Last month, a federal appeals court blocked the Fearless Fund from making grants to black women entrepreneurs, the latest in a series of attacks on diversity, equity, and inclusion (DEI) programs, with worrying implications for all nonprofits, businesses, and individuals in the United States.
The Fearless Fund and Fearless Foundation were founded in 2018 to address the disparity in venture capital funding for companies founded by Black women and women of color: in 2022, just 0.1% of venture capital funding went to Black and Latinx female founders, and only 0.036% went to Black women.
When the Fearless Foundation launched a contest to award $20,000 in grants to four businesses owned by black women, it was sued by the American Equal Rights Union, a nonprofit group representing three anonymous nonblack women. The group argued that the contest was discriminatory and violated the Civil Rights Act of 1866, a law enacted after the Civil War that allowed black people to be parties to contracts.

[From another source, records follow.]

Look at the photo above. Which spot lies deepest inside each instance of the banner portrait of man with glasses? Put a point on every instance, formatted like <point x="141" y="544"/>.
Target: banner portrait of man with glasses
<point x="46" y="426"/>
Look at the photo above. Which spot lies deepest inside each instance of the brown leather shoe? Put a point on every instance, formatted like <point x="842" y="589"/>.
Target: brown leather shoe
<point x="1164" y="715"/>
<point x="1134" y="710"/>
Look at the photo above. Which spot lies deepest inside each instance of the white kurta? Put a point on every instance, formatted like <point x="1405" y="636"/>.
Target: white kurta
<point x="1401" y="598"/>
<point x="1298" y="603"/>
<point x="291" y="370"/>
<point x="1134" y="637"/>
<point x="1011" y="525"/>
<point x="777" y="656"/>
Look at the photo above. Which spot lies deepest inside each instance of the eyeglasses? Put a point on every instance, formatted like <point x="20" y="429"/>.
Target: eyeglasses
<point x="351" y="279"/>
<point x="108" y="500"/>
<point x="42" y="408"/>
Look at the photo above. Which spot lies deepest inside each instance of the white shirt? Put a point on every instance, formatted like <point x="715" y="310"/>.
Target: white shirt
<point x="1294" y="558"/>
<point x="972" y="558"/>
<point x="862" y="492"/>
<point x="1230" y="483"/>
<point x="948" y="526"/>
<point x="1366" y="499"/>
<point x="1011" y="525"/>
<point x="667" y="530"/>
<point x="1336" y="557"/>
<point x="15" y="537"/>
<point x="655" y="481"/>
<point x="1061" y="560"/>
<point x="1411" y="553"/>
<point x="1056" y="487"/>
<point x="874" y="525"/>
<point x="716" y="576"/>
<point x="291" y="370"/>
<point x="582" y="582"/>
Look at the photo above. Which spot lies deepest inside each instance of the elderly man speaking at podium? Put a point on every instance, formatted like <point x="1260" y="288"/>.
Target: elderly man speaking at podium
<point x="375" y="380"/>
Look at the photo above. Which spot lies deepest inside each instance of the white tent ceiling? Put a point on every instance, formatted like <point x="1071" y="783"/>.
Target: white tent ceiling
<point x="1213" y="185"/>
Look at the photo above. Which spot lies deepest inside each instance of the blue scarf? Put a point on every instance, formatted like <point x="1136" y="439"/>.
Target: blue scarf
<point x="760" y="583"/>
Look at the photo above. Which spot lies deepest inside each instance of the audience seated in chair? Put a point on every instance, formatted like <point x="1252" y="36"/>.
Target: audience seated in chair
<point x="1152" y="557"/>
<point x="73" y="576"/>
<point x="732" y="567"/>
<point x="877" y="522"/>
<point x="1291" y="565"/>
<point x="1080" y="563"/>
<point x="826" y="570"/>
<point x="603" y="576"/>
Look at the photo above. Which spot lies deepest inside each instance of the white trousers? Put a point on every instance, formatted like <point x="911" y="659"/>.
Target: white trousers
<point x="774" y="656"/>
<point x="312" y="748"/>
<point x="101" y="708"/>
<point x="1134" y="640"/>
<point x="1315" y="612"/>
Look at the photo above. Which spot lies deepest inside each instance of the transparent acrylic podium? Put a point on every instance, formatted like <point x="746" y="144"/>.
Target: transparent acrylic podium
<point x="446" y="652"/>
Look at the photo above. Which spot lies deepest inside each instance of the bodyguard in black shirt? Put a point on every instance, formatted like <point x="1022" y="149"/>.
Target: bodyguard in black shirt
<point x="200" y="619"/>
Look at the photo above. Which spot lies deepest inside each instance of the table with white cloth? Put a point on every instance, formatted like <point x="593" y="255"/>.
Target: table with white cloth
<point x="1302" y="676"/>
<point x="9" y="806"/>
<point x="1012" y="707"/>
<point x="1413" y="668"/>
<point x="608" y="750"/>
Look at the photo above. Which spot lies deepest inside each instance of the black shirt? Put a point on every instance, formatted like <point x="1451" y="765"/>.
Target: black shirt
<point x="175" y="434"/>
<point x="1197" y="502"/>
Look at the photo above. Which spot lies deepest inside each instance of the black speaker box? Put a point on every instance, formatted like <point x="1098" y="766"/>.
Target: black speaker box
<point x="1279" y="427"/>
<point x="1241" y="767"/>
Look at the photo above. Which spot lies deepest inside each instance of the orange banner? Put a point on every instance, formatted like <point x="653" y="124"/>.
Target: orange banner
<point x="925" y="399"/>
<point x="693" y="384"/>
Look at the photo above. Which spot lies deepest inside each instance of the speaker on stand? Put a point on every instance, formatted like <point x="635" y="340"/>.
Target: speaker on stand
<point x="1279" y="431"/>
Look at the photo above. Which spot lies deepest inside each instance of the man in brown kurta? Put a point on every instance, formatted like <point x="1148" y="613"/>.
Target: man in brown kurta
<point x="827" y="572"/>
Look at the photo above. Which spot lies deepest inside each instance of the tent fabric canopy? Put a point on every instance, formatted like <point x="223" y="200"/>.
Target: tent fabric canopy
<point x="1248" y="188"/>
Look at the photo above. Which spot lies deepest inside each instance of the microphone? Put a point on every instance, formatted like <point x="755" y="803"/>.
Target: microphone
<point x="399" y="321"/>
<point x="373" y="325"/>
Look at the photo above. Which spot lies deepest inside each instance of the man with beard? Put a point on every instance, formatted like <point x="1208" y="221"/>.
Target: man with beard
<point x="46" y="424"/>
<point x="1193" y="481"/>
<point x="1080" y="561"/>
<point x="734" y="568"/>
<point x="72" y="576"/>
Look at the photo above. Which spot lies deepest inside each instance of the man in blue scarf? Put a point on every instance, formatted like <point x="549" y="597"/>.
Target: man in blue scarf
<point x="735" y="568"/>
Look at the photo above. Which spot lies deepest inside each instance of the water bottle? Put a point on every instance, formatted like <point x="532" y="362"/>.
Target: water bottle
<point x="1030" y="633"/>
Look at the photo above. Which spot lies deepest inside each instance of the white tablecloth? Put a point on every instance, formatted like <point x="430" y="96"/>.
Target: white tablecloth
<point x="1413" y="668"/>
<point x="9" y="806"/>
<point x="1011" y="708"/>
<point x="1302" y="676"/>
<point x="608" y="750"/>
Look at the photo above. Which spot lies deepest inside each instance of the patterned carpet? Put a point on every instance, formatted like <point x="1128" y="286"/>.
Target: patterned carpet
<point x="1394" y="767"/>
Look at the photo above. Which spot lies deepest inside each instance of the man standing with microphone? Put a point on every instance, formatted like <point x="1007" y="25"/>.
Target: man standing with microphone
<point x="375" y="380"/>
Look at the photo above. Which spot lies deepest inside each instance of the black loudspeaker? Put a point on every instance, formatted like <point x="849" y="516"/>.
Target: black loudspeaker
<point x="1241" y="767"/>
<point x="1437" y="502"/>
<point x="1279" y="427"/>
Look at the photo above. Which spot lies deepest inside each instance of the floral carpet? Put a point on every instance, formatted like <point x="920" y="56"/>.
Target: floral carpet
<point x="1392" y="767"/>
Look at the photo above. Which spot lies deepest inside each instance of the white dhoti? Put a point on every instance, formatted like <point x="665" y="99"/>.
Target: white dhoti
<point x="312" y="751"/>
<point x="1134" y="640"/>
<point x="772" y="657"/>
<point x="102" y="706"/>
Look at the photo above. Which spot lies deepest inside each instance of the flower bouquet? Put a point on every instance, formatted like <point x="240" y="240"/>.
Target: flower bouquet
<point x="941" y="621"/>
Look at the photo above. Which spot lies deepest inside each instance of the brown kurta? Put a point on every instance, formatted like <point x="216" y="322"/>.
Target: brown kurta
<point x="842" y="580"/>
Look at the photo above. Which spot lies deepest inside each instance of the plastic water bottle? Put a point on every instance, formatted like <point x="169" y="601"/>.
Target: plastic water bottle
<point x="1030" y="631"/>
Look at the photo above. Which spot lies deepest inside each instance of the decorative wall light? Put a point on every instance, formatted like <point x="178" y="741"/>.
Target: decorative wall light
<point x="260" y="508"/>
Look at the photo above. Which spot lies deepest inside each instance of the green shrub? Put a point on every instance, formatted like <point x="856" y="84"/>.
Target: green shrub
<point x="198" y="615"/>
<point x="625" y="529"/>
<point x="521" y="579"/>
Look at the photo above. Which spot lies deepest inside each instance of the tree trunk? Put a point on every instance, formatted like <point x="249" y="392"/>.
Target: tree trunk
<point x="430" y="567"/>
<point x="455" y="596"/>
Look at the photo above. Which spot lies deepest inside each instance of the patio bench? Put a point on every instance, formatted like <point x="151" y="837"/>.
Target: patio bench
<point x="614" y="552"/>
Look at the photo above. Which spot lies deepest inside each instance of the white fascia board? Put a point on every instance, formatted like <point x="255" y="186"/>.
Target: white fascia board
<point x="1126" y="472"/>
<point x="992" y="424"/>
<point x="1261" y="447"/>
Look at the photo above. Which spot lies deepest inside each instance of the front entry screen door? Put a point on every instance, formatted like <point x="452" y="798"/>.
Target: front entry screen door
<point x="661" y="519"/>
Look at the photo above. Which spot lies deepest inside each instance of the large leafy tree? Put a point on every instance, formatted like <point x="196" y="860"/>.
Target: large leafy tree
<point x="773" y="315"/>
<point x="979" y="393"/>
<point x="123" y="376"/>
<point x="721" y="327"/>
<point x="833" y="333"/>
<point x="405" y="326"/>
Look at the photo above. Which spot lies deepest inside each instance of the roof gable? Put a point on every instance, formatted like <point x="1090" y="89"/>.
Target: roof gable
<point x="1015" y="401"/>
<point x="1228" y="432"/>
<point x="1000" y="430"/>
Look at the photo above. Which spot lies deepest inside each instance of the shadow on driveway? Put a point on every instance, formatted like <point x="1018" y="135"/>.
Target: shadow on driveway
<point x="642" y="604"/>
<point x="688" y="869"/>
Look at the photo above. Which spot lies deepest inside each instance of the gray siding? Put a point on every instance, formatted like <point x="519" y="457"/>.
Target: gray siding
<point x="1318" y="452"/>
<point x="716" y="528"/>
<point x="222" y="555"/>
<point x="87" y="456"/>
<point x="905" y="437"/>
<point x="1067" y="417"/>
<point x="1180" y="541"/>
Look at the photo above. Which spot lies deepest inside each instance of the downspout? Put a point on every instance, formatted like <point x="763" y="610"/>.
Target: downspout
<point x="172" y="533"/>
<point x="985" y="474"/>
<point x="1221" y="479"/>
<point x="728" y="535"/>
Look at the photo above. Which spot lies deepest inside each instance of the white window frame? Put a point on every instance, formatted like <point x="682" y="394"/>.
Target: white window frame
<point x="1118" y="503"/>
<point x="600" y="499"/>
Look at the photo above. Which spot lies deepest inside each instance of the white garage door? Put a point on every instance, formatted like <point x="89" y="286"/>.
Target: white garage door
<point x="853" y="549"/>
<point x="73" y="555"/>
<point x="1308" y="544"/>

The lawsuit was part of a concerted effort by conservative groups to undermine diversity programs, but when the 11th Circuit Court agreed with the plaintiffs and preliminarily blocked the Fearless Foundation’s grants, it went further: it succeeded in undermining the entire foundation of charitable giving in the United States.
Charities have long collected donations and made grants to support specific demographic groups, and for decades have contributed to the upliftment of people of different genders, ethnicities, and socio-economic backgrounds. If the Fearless decision passes and is expanded to other jurisdictions, it could make it virtually impossible for charities to ensure that their funds are aligned with their missions. It could also reverse the intentions of 60% of U.S. households to give to charity in a given year.
The impact of the Fearless decision reaches far beyond the nonprofit world. The court allowed these parties to remain anonymous, which has fostered a mini-industry of perpetual litigation, exposing companies to endless legal action with little recourse.
Worst of all, there’s the chilling effect this and similar decisions will have on corporate boards and executives across the country. As activist groups file more and more frivolous lawsuits, it’s important to recognize that their goal isn’t necessarily to win. Their goal is to make individuals and companies question whether supporting diversity efforts is even worth it.
Don’t get us wrong: A study we commissioned last year found widespread support for companies’ efforts to reflect the diversity of the American population across racial, generational, and ideological lines, including 67% of Republicans. And companies that prioritize diversity outperform those that don’t. But even with this certainty, the threat of litigation can weigh heavily on companies’ minds as they decide how seriously to invest in their DEI programs.
Where do we go from here? Fearless Fund is considering all options in response to the 11th Circuit decision and remains committed to our mission of investing in underrepresented groups, including Black women. We know this case is about much more than just our grant programs. This is a fight for equity, and those of us in this fight must be loud and unwavering in our commitment and resolve. Otherwise, extremists who abuse the legal system will win.